Suite à l'accord de cessez-le-feu signé par le Hamas et Israël en octobre 2025, plusieurs mesures ont été annoncées. L'une des plus notables est la création de ce conseil, conçue pour soutenir la reconstruction de Gaza et établir un dialogue entre les parties impliquées. La charte a été signée avec éclat à Davos, marquant une étape significative dans la diplomatie américaine.

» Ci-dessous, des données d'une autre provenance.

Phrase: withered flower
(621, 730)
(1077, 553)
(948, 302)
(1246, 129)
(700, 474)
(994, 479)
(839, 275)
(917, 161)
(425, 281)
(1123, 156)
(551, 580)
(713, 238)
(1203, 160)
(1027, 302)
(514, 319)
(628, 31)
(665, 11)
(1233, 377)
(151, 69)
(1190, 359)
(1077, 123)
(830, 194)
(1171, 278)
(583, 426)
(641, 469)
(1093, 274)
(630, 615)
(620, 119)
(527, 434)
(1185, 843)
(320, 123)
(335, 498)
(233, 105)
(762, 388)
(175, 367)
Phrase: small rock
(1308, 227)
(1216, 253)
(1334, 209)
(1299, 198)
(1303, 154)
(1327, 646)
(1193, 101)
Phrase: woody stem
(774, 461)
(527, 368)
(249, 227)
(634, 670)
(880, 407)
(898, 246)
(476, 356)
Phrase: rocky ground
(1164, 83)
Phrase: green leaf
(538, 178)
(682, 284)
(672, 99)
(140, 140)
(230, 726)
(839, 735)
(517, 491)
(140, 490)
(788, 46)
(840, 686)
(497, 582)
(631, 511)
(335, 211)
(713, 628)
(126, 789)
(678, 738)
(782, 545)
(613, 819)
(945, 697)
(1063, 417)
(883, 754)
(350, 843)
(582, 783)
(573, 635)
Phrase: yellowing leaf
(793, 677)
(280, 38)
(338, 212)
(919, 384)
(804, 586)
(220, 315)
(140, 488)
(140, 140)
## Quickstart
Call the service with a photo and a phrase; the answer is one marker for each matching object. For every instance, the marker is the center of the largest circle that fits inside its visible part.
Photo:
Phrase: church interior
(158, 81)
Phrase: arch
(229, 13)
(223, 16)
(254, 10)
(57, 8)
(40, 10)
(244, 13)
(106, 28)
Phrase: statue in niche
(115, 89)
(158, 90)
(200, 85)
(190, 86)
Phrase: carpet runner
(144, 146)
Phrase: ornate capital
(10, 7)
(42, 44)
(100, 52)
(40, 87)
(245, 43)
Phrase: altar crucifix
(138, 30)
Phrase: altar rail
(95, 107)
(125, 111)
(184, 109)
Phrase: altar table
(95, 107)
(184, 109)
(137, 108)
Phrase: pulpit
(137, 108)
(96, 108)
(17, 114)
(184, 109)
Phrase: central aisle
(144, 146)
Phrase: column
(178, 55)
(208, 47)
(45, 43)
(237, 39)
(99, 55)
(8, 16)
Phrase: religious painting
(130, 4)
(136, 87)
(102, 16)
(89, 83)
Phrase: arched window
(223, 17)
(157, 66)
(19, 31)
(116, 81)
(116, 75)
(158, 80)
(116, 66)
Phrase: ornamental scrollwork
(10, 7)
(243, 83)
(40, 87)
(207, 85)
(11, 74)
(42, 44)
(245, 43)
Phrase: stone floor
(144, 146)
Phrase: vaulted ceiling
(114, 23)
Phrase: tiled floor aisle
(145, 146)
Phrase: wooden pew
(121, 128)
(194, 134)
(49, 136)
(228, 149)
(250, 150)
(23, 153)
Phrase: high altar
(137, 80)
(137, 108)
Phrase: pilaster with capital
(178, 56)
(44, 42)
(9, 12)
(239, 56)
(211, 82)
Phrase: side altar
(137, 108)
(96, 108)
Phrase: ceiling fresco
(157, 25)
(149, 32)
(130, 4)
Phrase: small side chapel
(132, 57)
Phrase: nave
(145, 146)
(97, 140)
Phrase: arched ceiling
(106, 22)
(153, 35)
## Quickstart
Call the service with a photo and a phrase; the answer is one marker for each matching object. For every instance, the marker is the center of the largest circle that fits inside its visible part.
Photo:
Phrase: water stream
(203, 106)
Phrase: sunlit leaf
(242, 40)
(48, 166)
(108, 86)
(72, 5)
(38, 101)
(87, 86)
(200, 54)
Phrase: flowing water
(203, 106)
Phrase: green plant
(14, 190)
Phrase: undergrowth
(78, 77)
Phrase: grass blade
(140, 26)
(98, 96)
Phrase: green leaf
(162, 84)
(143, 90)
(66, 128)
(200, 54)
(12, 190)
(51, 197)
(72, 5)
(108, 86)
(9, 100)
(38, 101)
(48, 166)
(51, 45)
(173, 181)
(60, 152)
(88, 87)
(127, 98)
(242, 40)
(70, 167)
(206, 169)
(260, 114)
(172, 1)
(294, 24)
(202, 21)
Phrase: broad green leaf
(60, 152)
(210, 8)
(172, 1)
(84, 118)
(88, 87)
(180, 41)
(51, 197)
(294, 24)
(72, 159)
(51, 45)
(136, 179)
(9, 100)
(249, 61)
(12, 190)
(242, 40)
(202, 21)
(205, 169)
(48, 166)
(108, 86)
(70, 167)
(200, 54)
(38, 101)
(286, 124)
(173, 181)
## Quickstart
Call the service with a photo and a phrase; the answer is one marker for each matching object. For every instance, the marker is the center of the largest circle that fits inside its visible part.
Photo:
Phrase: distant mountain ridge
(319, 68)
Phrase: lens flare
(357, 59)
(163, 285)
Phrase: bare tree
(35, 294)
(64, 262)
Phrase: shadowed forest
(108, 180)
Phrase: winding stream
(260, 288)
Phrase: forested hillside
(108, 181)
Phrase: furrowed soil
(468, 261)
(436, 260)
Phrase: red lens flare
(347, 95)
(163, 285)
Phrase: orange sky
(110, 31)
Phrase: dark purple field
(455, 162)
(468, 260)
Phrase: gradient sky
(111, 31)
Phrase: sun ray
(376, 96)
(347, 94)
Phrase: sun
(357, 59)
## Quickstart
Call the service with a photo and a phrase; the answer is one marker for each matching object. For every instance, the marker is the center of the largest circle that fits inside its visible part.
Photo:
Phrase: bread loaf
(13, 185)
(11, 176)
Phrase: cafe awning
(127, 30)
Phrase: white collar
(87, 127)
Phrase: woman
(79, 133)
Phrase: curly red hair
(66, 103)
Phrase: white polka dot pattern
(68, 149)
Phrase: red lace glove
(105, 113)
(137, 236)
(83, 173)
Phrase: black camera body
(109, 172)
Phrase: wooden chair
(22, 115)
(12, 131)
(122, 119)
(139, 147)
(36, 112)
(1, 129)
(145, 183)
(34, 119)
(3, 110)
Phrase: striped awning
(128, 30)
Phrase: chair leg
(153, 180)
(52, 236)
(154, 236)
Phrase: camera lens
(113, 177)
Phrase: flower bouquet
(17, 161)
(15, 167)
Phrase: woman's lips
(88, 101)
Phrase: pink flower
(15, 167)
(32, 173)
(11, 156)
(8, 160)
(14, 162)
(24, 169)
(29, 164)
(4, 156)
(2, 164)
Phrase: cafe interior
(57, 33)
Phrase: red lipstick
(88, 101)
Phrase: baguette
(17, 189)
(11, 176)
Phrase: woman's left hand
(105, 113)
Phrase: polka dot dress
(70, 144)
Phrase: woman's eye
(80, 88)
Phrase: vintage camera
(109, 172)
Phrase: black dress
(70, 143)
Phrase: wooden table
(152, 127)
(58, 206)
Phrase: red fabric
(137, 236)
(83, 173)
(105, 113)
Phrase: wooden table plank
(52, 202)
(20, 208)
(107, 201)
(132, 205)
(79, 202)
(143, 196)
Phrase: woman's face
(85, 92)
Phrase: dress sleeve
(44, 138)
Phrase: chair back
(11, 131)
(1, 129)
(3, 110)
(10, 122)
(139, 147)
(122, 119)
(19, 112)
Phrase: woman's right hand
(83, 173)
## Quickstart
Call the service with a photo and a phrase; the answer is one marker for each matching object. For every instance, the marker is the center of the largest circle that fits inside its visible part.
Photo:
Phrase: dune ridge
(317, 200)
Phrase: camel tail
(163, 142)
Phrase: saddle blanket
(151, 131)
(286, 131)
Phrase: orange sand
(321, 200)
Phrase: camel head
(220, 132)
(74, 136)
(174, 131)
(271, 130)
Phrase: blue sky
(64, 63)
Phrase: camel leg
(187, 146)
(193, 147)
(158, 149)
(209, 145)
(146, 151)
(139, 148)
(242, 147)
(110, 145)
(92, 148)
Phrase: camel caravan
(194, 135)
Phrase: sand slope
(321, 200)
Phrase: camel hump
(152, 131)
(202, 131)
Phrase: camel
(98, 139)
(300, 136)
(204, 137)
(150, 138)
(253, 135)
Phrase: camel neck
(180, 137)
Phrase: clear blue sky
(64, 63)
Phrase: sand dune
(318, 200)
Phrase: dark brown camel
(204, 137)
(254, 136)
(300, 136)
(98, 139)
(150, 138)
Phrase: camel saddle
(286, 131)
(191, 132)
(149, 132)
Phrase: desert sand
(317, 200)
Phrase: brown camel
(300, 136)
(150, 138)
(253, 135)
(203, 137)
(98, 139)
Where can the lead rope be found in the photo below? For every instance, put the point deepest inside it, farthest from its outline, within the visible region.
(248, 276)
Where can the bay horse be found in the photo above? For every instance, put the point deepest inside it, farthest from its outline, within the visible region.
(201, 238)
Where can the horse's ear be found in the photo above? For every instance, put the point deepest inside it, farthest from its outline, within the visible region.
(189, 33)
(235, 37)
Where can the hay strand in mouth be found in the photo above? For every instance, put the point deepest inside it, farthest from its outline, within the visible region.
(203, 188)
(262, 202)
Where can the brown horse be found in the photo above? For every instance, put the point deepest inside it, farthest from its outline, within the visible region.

Cette initiative soulève toutefois de nombreuses interrogations. De nombreux experts, dont des analystes de France Info, estiment que le Conseil de la Paix pourrait nuire au multilatéralisme, en favorisant une approche où les États-Unis dominent les discussions internationales. "L'idée d'un conseil de ce type, dirigé en grande partie par les intérêts américains, pourrait fausser la dynamique du dialogue", a déclaré Jean-Pierre Dubois, politologue spécialiste des relations internationales.
Certains craignent également que l'absence de diversité dans ce conseil n’entraîne un manque d'inclusivité, ce qui pourrait exacerber les tensions dans la région. "Le succès de toute initiative de paix repose sur la participation de toutes les parties concernées", a ajouté Marie Lefèvre, experte en paix et sécurité au CNRS.
Alors que l’idée d’un nouveau Conseil de la Paix gagne en attention, il reste à voir comment cette initiative sera perçue par la communauté internationale et quelles répercussions elle pourrait avoir sur le processus de paix au Moyen-Orient.